The team overseeing the bankruptcy of collapsed crypto exchange FTX has managed to located more cash held by Sam Bankman-Fried’s sprawling crypto empire, bringing the total to $1.24bn (£1.04bn).

Insolvency veteran John Ray III, who oversaw the post-collapse restructuring of Enron, has been called in to manage the winding up of the crypto bourse and recover funds for its swelling list of creditors

In court filings seen by the Financial Times, an executive at consultancy firm Alvarez & Marsal working on FTX’s bankruptcy said they had tracked down “substantially higher cash balances” than previously thought at the firm.

The new cash findings reportedly include around $400m in accounts linked to FTX’s sister firm Alameda Research, the FT reported, and push the total to $1.24bn.

It comes after court filings over the weekend revealed that the firm estimated it had around $564m in cash in the bank after assessing the amount held in 144 accounts linked to FTX and its affiliate firms. 216 accounts had so far been linked to the exchange.

The findings provide a glimmer of hope that some of the firm’s huge base of creditors – which could top one million – may see some cash payouts from the firm.

FTX has left customers and creditors facing billions of dollars of losses so far, however.

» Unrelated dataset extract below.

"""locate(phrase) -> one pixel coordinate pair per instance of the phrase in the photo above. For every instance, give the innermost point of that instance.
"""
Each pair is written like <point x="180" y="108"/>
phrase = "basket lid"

Regulators have begun circling the firm to investigate potential fraud and misuse of customer funds by Bankman-Fried and his top team.

The 30-year old former billionaire told a reporter at Vox last week that his team “basically forgot” about accounts holding $8bn in customers’ cash.

In court filings, John Ray slammed the firm for a “complete failure of corporate controls” and “absence of trustworthy information” and said the management was the worst he had seen in 40+ year career.

The collapse has sent shockwaves through the crypto sector and fuelled regulatory fears of global contagion.

The deputy governor of the Bank of England warned yesterday that watchdogs need to tighten oversight of the firms before they threaten to rupture the stability of the mainstream system.

“We should not wait until it is large and connected to develop the regulatory frameworks necessary to prevent a crypto shock that could have a much greater destabilising impact,” Jon Cunliffe said.